On turn forty of a long chat, your agent suddenly forgets the user's name — or the API rejects the request outright with "too many tokens." Nothing broke in your code. You simply tried to put more on the desk than the desk can hold. Every model has a hard limit, and once the conversation crosses it, something has to come off.

The context window is that desk: a fixed amount of room measured in tokens. Everything the model reads on a turn — the system prompt, every past message, the tool results — has to lie on the desk at once, because the model has no memory between calls. It only knows what you hand it this turn. So when the history grows past the budget, you don't get to keep it all; you choose. And the cheap, reliable heuristic is recency: the newest messages usually carry the live intent, so you keep the newest that fit and slide the oldest off the edge.

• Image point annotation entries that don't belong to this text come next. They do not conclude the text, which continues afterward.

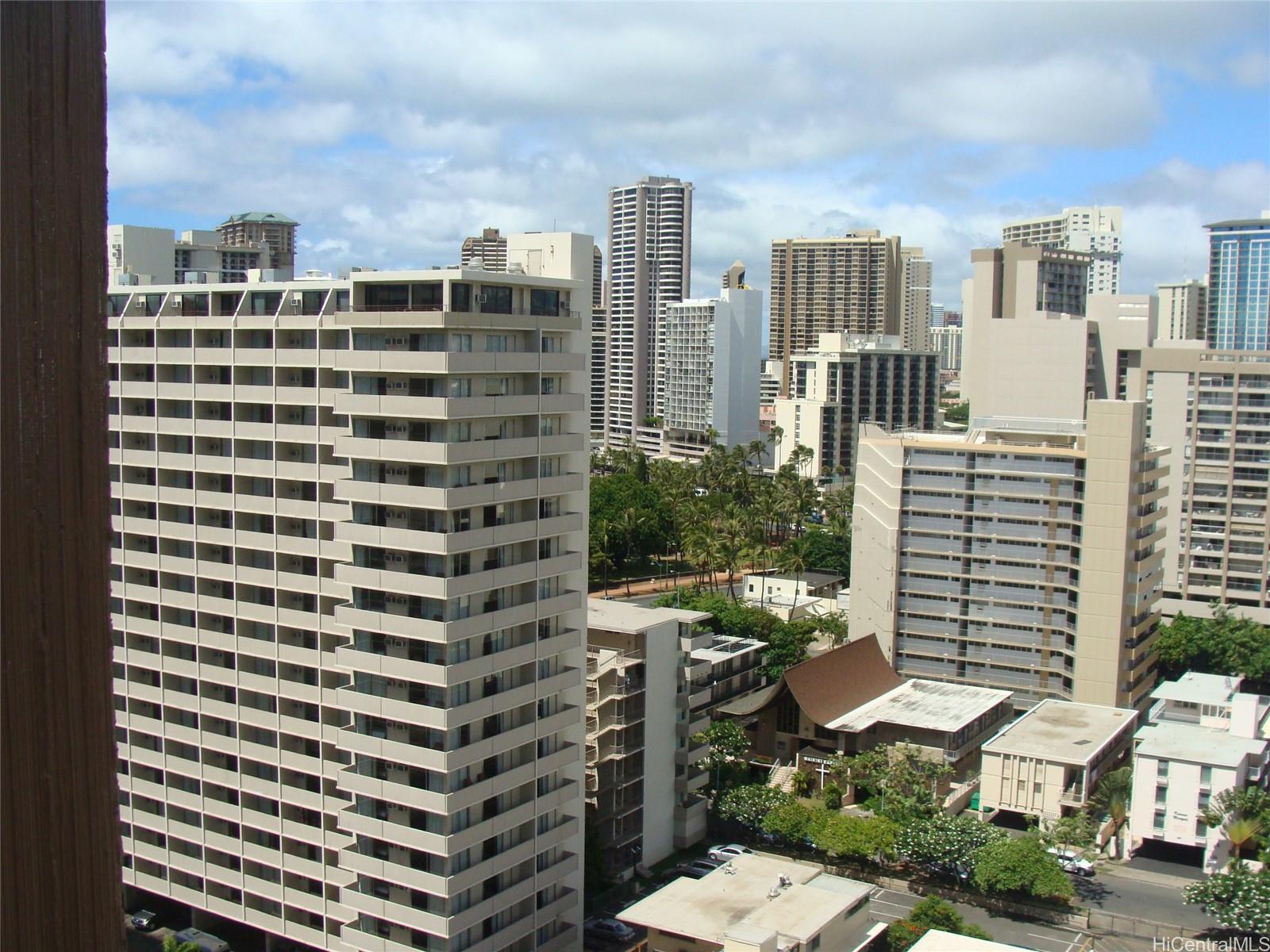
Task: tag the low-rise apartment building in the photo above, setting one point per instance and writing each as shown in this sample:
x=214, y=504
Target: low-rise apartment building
x=846, y=381
x=1049, y=761
x=643, y=711
x=757, y=904
x=849, y=700
x=1020, y=555
x=1203, y=736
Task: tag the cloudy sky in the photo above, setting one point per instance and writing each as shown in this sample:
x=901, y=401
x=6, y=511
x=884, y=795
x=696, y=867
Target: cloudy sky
x=391, y=131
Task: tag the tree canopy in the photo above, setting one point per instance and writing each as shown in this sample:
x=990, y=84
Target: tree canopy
x=1225, y=644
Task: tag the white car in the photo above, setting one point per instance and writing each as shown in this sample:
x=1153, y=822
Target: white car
x=609, y=930
x=1071, y=861
x=725, y=854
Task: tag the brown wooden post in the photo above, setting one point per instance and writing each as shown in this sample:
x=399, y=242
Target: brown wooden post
x=60, y=882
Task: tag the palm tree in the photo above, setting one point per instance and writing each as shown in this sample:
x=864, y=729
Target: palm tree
x=630, y=524
x=793, y=558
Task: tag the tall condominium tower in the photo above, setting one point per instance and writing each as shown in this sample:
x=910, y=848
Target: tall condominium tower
x=846, y=381
x=649, y=266
x=1183, y=310
x=348, y=581
x=1238, y=285
x=711, y=371
x=489, y=248
x=254, y=228
x=1091, y=230
x=1022, y=555
x=916, y=309
x=850, y=285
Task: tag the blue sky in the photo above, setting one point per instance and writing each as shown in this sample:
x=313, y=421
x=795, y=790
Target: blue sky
x=391, y=131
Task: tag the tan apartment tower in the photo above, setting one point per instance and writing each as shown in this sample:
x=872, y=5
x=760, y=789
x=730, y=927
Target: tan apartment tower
x=649, y=267
x=851, y=283
x=253, y=228
x=348, y=582
x=1022, y=555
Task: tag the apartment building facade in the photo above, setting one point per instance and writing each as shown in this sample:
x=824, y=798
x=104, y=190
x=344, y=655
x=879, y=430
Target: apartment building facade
x=1238, y=285
x=348, y=579
x=649, y=267
x=1090, y=230
x=846, y=381
x=1022, y=555
x=271, y=228
x=711, y=371
x=643, y=711
x=851, y=285
x=1212, y=408
x=916, y=314
x=488, y=249
x=1183, y=310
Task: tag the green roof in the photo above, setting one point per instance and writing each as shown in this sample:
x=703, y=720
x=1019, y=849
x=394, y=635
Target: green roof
x=270, y=217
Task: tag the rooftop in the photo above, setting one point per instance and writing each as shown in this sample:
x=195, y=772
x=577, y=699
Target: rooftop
x=940, y=941
x=927, y=704
x=709, y=908
x=1198, y=689
x=624, y=616
x=264, y=217
x=1170, y=740
x=1064, y=730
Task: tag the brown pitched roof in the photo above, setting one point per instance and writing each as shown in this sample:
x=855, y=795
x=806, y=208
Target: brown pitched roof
x=827, y=685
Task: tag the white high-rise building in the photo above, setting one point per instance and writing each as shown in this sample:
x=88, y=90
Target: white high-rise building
x=711, y=370
x=914, y=315
x=649, y=267
x=1092, y=230
x=348, y=582
x=1022, y=555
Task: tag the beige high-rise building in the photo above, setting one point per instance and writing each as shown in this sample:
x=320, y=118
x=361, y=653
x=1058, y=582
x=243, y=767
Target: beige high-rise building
x=1022, y=555
x=1183, y=310
x=1213, y=409
x=256, y=228
x=851, y=285
x=649, y=267
x=848, y=381
x=1091, y=230
x=489, y=249
x=348, y=582
x=914, y=319
x=1035, y=346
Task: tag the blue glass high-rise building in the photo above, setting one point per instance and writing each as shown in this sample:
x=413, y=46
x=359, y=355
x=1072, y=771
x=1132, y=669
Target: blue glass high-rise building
x=1238, y=285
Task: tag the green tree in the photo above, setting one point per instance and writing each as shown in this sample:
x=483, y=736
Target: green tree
x=1244, y=816
x=1237, y=898
x=728, y=744
x=856, y=837
x=1225, y=644
x=827, y=551
x=945, y=841
x=1072, y=833
x=751, y=803
x=905, y=782
x=931, y=913
x=1113, y=793
x=1020, y=866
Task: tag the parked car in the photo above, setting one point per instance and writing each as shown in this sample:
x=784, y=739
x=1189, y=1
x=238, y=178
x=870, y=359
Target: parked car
x=725, y=854
x=609, y=930
x=145, y=920
x=696, y=869
x=1072, y=862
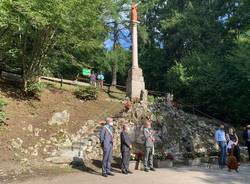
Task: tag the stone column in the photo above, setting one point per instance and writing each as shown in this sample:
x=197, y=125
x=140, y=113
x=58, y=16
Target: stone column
x=134, y=46
x=135, y=81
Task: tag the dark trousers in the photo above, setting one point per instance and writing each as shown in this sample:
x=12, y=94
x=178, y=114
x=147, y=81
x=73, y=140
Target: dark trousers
x=236, y=152
x=148, y=158
x=125, y=161
x=248, y=148
x=223, y=153
x=106, y=161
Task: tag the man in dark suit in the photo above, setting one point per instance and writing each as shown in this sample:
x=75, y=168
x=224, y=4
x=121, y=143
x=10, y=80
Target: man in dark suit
x=126, y=147
x=246, y=137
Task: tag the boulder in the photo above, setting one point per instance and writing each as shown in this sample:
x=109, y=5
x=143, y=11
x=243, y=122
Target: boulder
x=59, y=118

Concretely, imagine a 100-token desk and four messages: a 30-token system line, a 20-token question, a 25-token reply, and a fresh 40-token question. Walking newest → oldest, you take the 40, then the 25 (65), then the 20 (85) — and the 30-token system line would push you to 115, so it falls off. You kept 3 of 4 and spent 85/100. The most recent turn survives; the stale instruction is sacrificed.

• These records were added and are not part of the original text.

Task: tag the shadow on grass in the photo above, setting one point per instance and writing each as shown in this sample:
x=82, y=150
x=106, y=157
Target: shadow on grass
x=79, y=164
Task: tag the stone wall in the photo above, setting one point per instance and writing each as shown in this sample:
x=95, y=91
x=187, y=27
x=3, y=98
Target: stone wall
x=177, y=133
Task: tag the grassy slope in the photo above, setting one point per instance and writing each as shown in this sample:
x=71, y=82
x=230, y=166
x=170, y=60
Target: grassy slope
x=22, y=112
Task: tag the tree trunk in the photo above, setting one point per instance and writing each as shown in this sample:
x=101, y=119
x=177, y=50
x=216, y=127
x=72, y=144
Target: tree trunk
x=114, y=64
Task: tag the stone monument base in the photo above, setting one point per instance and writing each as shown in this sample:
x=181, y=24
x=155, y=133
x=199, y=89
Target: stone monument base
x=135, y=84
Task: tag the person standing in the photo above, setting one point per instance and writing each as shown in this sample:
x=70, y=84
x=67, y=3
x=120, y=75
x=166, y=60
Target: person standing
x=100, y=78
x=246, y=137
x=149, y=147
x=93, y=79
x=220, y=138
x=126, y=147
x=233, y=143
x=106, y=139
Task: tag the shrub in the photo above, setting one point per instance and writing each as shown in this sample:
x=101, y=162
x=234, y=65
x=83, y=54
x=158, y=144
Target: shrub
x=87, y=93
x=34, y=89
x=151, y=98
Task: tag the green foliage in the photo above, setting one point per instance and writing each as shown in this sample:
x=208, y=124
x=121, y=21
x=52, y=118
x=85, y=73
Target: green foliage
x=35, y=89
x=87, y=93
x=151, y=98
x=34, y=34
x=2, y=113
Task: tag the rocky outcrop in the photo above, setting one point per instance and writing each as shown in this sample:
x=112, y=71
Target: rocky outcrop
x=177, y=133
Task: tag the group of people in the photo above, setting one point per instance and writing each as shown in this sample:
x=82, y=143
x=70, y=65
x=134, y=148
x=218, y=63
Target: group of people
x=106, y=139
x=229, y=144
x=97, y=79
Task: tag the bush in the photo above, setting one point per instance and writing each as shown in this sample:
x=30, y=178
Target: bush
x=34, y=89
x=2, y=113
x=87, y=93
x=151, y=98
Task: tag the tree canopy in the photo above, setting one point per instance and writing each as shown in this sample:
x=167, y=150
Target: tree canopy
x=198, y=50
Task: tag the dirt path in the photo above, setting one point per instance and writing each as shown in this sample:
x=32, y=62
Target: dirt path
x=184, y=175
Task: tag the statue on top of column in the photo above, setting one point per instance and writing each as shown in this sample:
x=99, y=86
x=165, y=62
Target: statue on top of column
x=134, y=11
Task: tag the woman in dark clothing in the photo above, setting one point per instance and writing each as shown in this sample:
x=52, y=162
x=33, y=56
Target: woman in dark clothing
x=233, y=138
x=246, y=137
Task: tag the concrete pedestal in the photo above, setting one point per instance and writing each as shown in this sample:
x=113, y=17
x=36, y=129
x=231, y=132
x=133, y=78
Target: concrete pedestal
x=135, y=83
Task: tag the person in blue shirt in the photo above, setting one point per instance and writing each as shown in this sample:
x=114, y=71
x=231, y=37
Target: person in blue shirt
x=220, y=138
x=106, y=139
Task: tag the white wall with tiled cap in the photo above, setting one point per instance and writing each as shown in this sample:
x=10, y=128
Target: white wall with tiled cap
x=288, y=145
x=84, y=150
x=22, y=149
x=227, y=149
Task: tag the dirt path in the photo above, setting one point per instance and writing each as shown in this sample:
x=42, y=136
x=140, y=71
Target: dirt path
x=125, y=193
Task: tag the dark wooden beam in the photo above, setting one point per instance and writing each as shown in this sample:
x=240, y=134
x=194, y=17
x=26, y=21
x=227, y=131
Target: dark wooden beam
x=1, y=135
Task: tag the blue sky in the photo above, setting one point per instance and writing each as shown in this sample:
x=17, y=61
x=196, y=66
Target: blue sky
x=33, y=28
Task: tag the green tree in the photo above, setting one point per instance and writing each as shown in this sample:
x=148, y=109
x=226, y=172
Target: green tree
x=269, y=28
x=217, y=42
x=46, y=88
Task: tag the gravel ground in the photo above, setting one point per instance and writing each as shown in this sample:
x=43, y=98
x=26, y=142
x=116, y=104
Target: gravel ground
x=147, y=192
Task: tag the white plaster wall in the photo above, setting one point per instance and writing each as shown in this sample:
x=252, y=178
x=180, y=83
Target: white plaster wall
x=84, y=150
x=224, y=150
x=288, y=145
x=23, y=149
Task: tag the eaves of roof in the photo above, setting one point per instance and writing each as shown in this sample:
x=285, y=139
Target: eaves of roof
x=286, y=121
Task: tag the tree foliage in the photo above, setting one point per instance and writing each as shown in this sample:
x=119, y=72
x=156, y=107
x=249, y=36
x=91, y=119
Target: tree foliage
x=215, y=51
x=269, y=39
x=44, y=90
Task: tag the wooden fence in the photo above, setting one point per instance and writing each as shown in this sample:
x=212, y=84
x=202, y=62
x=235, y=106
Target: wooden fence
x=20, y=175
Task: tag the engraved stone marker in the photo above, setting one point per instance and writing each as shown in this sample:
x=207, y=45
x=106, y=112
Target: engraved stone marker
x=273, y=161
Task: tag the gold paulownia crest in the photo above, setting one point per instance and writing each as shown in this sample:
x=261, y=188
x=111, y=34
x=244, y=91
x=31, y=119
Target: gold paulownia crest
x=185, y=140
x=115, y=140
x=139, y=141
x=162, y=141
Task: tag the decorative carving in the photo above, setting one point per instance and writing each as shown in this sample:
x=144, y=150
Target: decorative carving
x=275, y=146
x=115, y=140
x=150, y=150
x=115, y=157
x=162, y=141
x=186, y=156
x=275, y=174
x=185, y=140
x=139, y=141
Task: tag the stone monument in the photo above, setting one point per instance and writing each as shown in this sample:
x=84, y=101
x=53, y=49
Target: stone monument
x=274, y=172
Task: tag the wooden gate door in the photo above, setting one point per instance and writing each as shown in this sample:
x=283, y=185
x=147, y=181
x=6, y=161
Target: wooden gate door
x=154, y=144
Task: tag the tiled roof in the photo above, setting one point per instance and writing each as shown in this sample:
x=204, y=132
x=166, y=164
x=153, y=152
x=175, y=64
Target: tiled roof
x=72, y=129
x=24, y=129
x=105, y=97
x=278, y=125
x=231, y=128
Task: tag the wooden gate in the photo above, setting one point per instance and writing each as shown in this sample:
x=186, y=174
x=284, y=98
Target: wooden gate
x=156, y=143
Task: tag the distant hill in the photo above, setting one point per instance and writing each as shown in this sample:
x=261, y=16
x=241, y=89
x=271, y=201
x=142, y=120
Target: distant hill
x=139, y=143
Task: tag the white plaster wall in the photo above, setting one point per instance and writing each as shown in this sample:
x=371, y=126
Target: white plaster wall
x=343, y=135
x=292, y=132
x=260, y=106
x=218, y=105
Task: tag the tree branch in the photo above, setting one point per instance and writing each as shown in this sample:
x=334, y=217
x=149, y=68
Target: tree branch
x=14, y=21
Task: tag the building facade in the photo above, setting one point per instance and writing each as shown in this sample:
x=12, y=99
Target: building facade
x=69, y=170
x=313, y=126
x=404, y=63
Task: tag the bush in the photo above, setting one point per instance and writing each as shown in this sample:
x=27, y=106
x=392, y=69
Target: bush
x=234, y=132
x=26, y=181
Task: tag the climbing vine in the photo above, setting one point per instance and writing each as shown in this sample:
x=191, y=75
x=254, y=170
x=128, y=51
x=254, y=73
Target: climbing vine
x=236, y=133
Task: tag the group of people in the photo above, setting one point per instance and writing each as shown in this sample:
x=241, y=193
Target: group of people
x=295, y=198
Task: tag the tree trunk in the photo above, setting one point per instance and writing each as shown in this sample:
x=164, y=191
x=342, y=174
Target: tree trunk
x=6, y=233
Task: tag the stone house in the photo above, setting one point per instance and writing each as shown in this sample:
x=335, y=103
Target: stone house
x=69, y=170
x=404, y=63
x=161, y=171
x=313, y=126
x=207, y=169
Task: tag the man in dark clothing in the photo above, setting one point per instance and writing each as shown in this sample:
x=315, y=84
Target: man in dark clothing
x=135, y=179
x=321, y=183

This is the first lever every agent pulls, and getting it wrong is expensive both ways: keep too much and the request errors out or costs more; drop too aggressively and the agent loses the thread. The later lessons in this track all exist because plain keep/drop is lossy — but you have to master the budget before you can be clever about it.

Below is exactly that conversation: four messages whose tokens sum past the 100-token window. Walk from the newest backward, keeping each only while the running total still fits the budget, and print which messages stay, which get dropped, and the used/budget total. Done means used never exceeds 100 and the oldest message reads DROP.

Context isn't free or infinite. Fitting the window — deciding what to keep on the desk and what to let fall away — is the first real memory skill.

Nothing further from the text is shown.